Prompt-SID: Learning Structural Representation Prompt via Latent Diffusion for Single-Image Denoising
Huaqiu Li, Wang Zhang, Xiaowan Hu, Tao Jiang, Zikang Chen, Haoqian Wang
TL;DR
Prompt-SID tackles the challenge of self-supervised single-image denoising by learning a structural representation prompt that preserves high-frequency details during downsampling. It leverages RG-Diff, a latent diffusion process, to generate a structural prompt from degraded inputs and fuses this prompt into restoration via a Structural Attention Module within a Transformer denoiser. A scale replay mechanism aligns downsampled and original-scale restorations during training, improving cross-scale generalization. Across synthetic, real-world, and fluorescence imaging datasets, Prompt-SID delivers state-of-the-art performance among self-supervised methods and competitive results against supervised baselines, with proven improvements in detail preservation and edge fidelity.
Abstract
Many studies have concentrated on constructing supervised models utilizing paired datasets for image denoising, which proves to be expensive and time-consuming. Current self-supervised and unsupervised approaches typically rely on blind-spot networks or sub-image pairs sampling, resulting in pixel information loss and destruction of detailed structural information, thereby significantly constraining the efficacy of such methods. In this paper, we introduce Prompt-SID, a prompt-learning-based single image denoising framework that emphasizes preserving of structural details.
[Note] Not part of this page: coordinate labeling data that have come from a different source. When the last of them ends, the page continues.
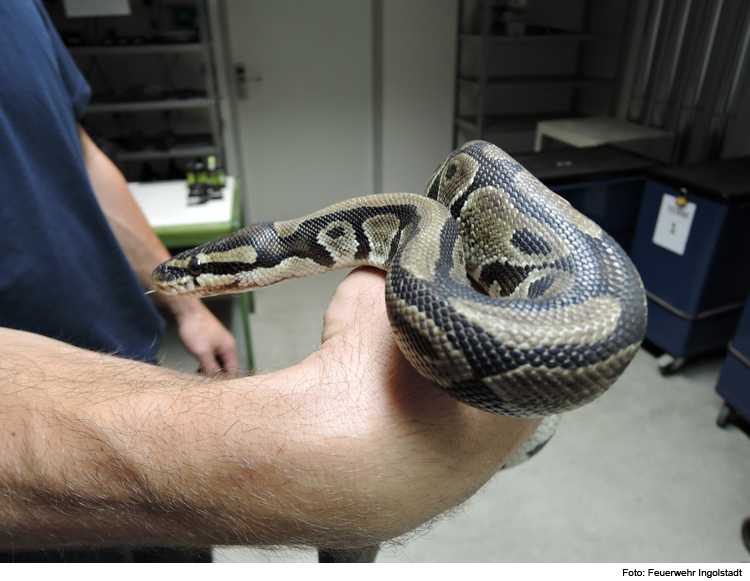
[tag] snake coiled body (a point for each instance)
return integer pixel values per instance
(565, 309)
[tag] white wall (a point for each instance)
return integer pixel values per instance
(419, 54)
(339, 113)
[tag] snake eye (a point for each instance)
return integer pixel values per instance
(194, 266)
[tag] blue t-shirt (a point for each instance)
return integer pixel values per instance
(62, 272)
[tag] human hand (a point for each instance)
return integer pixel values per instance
(418, 451)
(206, 338)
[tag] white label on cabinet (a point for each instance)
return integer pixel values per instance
(673, 224)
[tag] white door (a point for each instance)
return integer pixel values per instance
(305, 127)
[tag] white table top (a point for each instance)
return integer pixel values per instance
(166, 204)
(594, 131)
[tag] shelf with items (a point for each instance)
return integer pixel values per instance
(153, 85)
(148, 48)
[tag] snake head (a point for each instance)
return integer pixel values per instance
(223, 266)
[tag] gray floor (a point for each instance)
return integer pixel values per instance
(641, 475)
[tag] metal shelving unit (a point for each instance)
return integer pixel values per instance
(492, 106)
(115, 114)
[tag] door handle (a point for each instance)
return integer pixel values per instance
(240, 73)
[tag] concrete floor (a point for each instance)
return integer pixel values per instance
(643, 474)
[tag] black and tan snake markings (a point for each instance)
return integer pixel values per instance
(565, 309)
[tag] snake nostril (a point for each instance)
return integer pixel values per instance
(194, 266)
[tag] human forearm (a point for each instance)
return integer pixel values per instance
(348, 448)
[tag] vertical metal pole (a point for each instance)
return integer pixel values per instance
(687, 116)
(727, 99)
(211, 90)
(482, 66)
(457, 71)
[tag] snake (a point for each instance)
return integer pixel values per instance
(497, 290)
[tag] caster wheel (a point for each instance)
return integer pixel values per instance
(726, 416)
(668, 364)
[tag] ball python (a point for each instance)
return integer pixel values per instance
(551, 313)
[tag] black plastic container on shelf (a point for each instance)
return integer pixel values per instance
(603, 183)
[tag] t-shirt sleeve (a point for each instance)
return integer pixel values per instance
(79, 92)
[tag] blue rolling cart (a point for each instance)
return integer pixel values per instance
(691, 249)
(734, 382)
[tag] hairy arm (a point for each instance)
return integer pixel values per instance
(348, 448)
(200, 331)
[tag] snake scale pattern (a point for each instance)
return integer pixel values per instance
(562, 309)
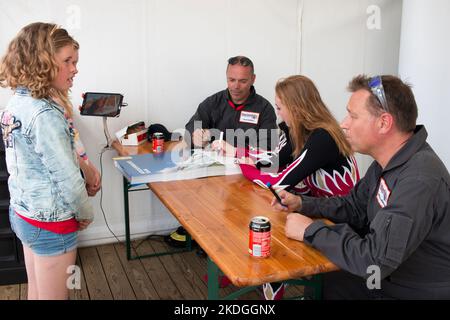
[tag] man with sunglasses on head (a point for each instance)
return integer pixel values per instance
(237, 107)
(391, 234)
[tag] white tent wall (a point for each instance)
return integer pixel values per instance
(167, 56)
(424, 62)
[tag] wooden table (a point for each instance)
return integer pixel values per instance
(216, 211)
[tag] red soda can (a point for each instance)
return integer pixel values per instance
(158, 142)
(259, 237)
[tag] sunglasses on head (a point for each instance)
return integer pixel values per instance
(376, 86)
(243, 61)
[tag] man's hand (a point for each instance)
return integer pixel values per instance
(295, 225)
(200, 137)
(290, 202)
(83, 224)
(224, 148)
(246, 160)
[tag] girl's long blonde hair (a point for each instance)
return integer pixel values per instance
(308, 112)
(30, 61)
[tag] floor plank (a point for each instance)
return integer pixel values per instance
(181, 273)
(82, 293)
(10, 292)
(115, 275)
(158, 274)
(97, 285)
(137, 276)
(107, 274)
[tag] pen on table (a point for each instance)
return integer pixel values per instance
(274, 193)
(220, 142)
This approach is trained in a self-supervised manner using downsampled image pairs. It captures original-scale image information through structural encoding and integrates this prompt into the denoiser. To achieve this, we propose a structural representation generation model based on the latent diffusion process and design a structural attention module within the transformer-based denoiser architecture to decode the prompt. Additionally, we introduce a scale replay training mechanism, which effectively mitigates the scale gap from images of different resolutions. We conduct comprehensive experiments on synthetic, real-world, and fluorescence imaging datasets, showcasing the remarkable effectiveness of Prompt-SID. Our code will be released at https://github.com/huaqlili/Prompt-SID.